1. Doesn’t work with universal remotes.
Sony decided not to include an IR receptor on the PlayStation 3, and home theater fans have been complaining ever since. The lack of an IR receptor means that the PlayStation 3 won’t work with universal remote controls, so you’ll have to use the PS3 controller or the separate PS3 BD remote to control it. It’s definitely a pain for anyone who is used to activity-based macros such as “Watch TV” and “Watch Blu-ray” to control their home theater.
2. It’s louder than standalones.
Although every PS3 seems to be different, the PS3 can occasionally get loud once its fans start spinning. For audiophiles, that can be a pretty big drawback, especially if you start to hear a whirr during every quiet scene in a movie. You’ll have better luck keeping the PS3 quiet by keeping it in a well-ventilated area, but standalones are quieter in general and don’t mind having other gear stacked on them.
3. Interface isn’t as easy to use.
This isn’t an issue for tech enthusiasts, but Sony’s Xross Media Bar (XMB) is packed with options and can be intimidating for neophytes. Although we generally like the XMB for zipping around the PS3’s functions, using a standard Blu-ray player where you just need to put in the disc and hit play is definitely a lot easier.
4. You have an older AV receiver and need multichannel analog outputs.

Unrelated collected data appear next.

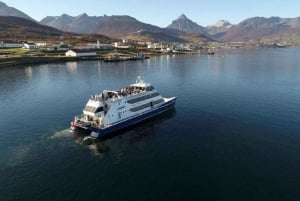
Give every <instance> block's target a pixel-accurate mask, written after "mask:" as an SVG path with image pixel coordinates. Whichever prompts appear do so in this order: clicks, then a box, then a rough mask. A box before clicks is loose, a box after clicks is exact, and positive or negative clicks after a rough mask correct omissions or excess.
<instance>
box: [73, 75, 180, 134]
mask: <svg viewBox="0 0 300 201" xmlns="http://www.w3.org/2000/svg"><path fill="white" fill-rule="evenodd" d="M175 102H176V97H171V98H164V97H162V96H161V95H160V93H159V92H158V91H157V90H156V89H155V88H154V87H153V86H152V85H151V84H150V83H147V82H145V81H144V80H143V79H142V78H141V77H140V76H138V77H137V80H136V83H134V84H131V85H129V86H127V87H125V88H122V89H119V90H104V91H103V92H101V93H100V94H97V95H92V96H91V97H90V99H89V100H88V102H87V104H86V106H85V107H84V108H83V114H81V115H78V116H75V117H74V121H72V122H71V127H70V129H71V130H77V129H85V130H89V131H91V134H90V136H91V137H93V138H98V137H103V136H105V135H108V134H110V133H113V132H116V131H119V130H121V129H123V128H126V127H128V126H131V125H134V124H136V123H139V122H141V121H144V120H146V119H149V118H151V117H154V116H156V115H158V114H161V113H163V112H165V111H167V110H169V109H171V108H173V107H174V106H175Z"/></svg>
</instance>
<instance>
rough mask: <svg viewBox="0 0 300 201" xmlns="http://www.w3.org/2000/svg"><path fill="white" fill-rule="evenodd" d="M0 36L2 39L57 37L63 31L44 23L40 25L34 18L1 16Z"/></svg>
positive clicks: (35, 38) (21, 38)
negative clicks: (10, 38) (49, 25)
mask: <svg viewBox="0 0 300 201" xmlns="http://www.w3.org/2000/svg"><path fill="white" fill-rule="evenodd" d="M0 29H1V31H0V38H1V39H9V38H11V39H19V40H27V39H33V38H35V39H39V38H47V37H57V36H60V35H62V32H61V31H59V30H57V29H55V28H52V27H47V26H44V25H40V24H38V23H36V22H34V21H32V20H28V19H25V18H21V17H14V16H0Z"/></svg>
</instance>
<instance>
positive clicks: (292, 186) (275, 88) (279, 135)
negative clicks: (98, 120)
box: [0, 48, 300, 201]
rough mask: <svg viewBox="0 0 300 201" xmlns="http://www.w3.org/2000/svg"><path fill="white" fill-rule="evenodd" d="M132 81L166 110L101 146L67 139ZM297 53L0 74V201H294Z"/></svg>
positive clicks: (1, 70) (47, 65) (248, 54)
mask: <svg viewBox="0 0 300 201" xmlns="http://www.w3.org/2000/svg"><path fill="white" fill-rule="evenodd" d="M138 75H141V76H142V77H143V78H144V79H145V80H146V81H149V82H151V83H152V84H153V85H154V86H155V87H156V88H157V89H158V91H160V93H161V94H162V95H163V96H165V97H172V96H176V97H177V103H176V107H175V109H174V110H171V111H169V112H167V113H165V114H163V115H161V116H159V117H157V118H154V119H152V120H150V121H147V122H144V123H142V124H139V125H136V126H134V127H132V128H130V129H127V130H125V131H124V132H121V133H117V134H115V135H113V136H110V137H109V138H108V139H105V140H101V141H96V142H94V143H92V144H86V143H83V141H82V139H83V136H84V135H83V134H82V133H81V132H75V133H71V132H69V131H68V128H69V125H70V122H71V121H72V120H73V117H74V116H75V115H77V114H80V113H81V111H82V108H83V107H84V105H85V104H86V102H87V100H88V99H89V97H90V95H91V94H96V93H99V92H101V91H102V90H104V89H119V88H122V87H125V86H127V85H129V84H131V83H133V82H135V80H136V77H137V76H138ZM299 188H300V49H292V48H290V49H289V48H287V49H259V50H232V51H218V52H217V54H216V55H213V56H207V55H169V56H154V57H151V58H150V59H148V60H145V61H143V62H141V61H129V62H120V63H104V62H102V61H82V62H69V63H61V64H47V65H37V66H25V67H14V68H1V69H0V200H1V201H50V200H51V201H52V200H55V201H60V200H64V201H79V200H80V201H81V200H101V201H106V200H116V201H120V200H129V201H135V200H136V201H144V200H149V201H150V200H151V201H153V200H164V201H165V200H180V201H183V200H203V201H210V200H216V201H217V200H218V201H223V200H225V201H227V200H228V201H234V200H236V201H241V200H242V201H247V200H249V201H250V200H251V201H256V200H257V201H260V200H264V201H266V200H271V201H277V200H282V201H289V200H295V201H296V200H300V193H299Z"/></svg>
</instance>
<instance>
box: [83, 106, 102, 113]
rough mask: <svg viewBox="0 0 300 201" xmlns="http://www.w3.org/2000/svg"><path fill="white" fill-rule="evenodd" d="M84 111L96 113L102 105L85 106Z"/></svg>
mask: <svg viewBox="0 0 300 201" xmlns="http://www.w3.org/2000/svg"><path fill="white" fill-rule="evenodd" d="M83 110H84V111H87V112H92V113H98V112H102V111H103V107H98V108H97V107H93V106H85V107H84V109H83Z"/></svg>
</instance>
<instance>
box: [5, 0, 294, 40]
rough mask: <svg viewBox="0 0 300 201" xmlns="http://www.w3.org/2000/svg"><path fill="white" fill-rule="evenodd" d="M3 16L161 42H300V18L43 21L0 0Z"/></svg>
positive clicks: (87, 30)
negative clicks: (143, 22)
mask: <svg viewBox="0 0 300 201" xmlns="http://www.w3.org/2000/svg"><path fill="white" fill-rule="evenodd" d="M0 16H17V17H21V18H26V19H27V20H31V21H33V22H34V23H39V24H41V25H45V26H48V27H53V28H55V29H57V30H60V31H62V32H74V33H80V34H101V35H106V36H109V37H111V38H128V39H135V40H143V41H160V42H193V43H195V42H196V43H200V42H209V41H220V42H276V43H286V44H300V17H298V18H280V17H270V18H264V17H253V18H249V19H246V20H244V21H242V22H240V23H239V24H237V25H233V24H231V23H230V22H228V21H225V20H220V21H218V22H217V23H216V24H214V25H211V26H207V27H203V26H201V25H199V24H197V23H196V22H193V21H192V20H190V19H189V18H188V17H187V16H186V15H184V14H182V15H180V16H179V17H178V18H177V19H175V20H174V21H172V22H171V24H170V25H168V26H167V27H165V28H161V27H158V26H155V25H151V24H146V23H143V22H140V21H138V20H137V19H135V18H133V17H130V16H127V15H113V16H106V15H104V16H88V15H87V14H86V13H83V14H81V15H78V16H75V17H73V16H70V15H67V14H63V15H61V16H48V17H45V18H44V19H42V20H41V21H40V22H36V21H35V20H34V19H32V18H31V17H29V16H28V15H26V14H25V13H23V12H22V11H19V10H17V9H15V8H12V7H8V6H7V5H6V4H4V3H2V2H0Z"/></svg>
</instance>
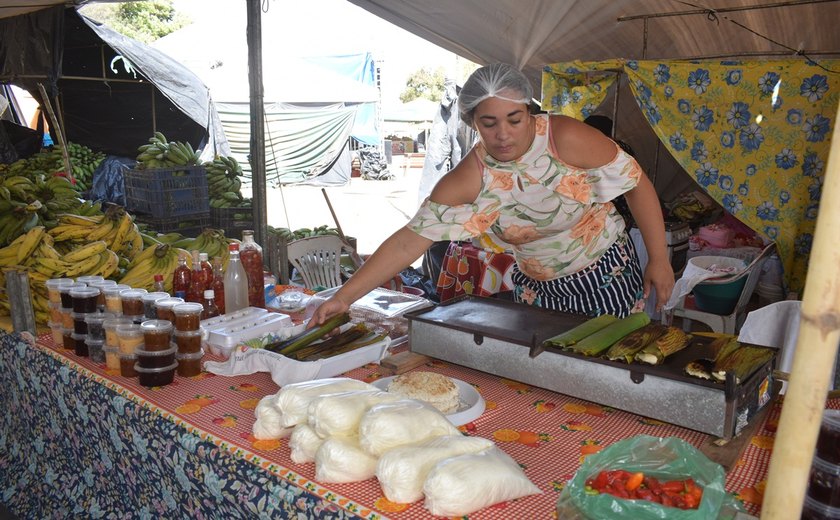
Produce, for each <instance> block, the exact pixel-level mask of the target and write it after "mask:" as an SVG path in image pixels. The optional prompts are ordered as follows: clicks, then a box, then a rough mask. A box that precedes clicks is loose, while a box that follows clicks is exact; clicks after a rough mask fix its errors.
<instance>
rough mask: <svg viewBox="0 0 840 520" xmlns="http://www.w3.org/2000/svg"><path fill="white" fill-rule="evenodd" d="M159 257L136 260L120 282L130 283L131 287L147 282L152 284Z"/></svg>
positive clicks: (124, 275)
mask: <svg viewBox="0 0 840 520" xmlns="http://www.w3.org/2000/svg"><path fill="white" fill-rule="evenodd" d="M156 260H157V258H156V257H155V256H154V255H152V256H151V257H148V258H144V259H143V260H141V261H140V262H134V263H133V265H131V266H130V267H129V268H128V271H126V272H125V274H124V275H123V277H122V279H120V282H119V283H124V284H126V285H130V286H131V287H136V288H139V287H141V286H142V285H143V284H145V283H149V284H151V283H152V282H154V272H153V271H154V269H155V264H156Z"/></svg>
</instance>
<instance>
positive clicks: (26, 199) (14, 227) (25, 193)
mask: <svg viewBox="0 0 840 520" xmlns="http://www.w3.org/2000/svg"><path fill="white" fill-rule="evenodd" d="M34 192H35V183H34V182H32V181H31V180H30V179H28V178H26V177H23V176H20V175H14V176H11V177H7V178H6V179H4V180H3V182H2V189H0V247H2V246H5V245H8V244H10V243H11V242H12V241H14V240H15V239H17V238H18V237H20V236H21V235H22V234H23V233H26V232H27V231H29V230H30V229H32V228H34V227H35V226H37V225H38V224H39V223H40V220H41V217H40V215H39V214H38V211H39V210H41V209H42V208H43V207H44V205H43V204H41V201H39V200H38V199H37V198H36V197H35V195H34ZM7 195H8V197H7Z"/></svg>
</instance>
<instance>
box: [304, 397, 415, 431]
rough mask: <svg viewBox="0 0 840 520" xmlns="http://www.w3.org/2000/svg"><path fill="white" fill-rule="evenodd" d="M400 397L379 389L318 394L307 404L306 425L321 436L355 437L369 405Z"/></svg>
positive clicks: (371, 406)
mask: <svg viewBox="0 0 840 520" xmlns="http://www.w3.org/2000/svg"><path fill="white" fill-rule="evenodd" d="M398 399H400V396H398V395H396V394H391V393H388V392H383V391H381V390H377V389H374V390H351V391H349V392H339V393H336V394H327V395H322V396H321V397H317V398H315V399H313V400H312V402H311V403H309V420H308V422H309V425H310V426H312V428H314V429H315V432H316V433H317V434H318V435H320V436H321V437H324V438H326V437H358V435H359V422H360V421H361V420H362V416H363V415H364V414H365V412H367V411H368V410H369V409H370V408H371V407H372V406H374V405H377V404H380V403H386V402H391V401H396V400H398Z"/></svg>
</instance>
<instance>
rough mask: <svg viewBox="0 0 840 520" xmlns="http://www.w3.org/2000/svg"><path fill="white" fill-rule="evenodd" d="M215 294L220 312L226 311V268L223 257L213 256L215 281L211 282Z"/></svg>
mask: <svg viewBox="0 0 840 520" xmlns="http://www.w3.org/2000/svg"><path fill="white" fill-rule="evenodd" d="M210 288H211V289H213V294H214V295H215V296H216V307H218V308H219V314H224V313H225V270H224V266H223V265H222V259H221V257H218V256H214V257H213V282H212V283H211V284H210Z"/></svg>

If you’re using an older receiver and want to use its multichannel analog inputs to get high-resolution soundtracks, you can’t do it with the PlayStation 3. You’re better off going with a standalone Blu-ray player with onboard Dolby TrueHD and DTS-HD Master Audio decoding, like the upcoming Pioneer BDP-51FD and Panasonic DMP-BD50. Of course, if you’re OK with standard DVD-style surround sound, you can still get that with the PS3’s optical SPDIF output, which is compatible with nearly all modern receivers.
5. You want to be green.
The PS3 is great at a lot of things, but conserving power isn’t one of them. If you’re looking to stay green and limit your power consumption, you’ll be much better off using a standalone Blu-ray player. For example, the PS3 sucks up about 170 watts while playing a Blu-ray movie, while the Samsung BD-P1400 only uses about 25 watts. That’s a fairly huge difference and can easily wipe out any power savings from using other green products such as the Philips Eco TV. (Check out our guide to TV power consumption for more green tips.)
6. I need to see my receiver light up and say “Dolby TrueHD.”
Even if you do have a new HDMI-capable receiver, you’ll never get the Dolby TrueHD light to turn on with the PS3. That’s because although the PS3 can decode both DTS-HD Master Audio and Dolby TrueHD, it can’t send those soundtracks in bit stream format and allow the receiver to decode them. Of course, this isn’t really a legitimate reason, as you’re still getting the same high-resolution audio, but some people just need the comfort of seeing the Dolby TrueHD and DTS-HD Master Audio lights on their receiver.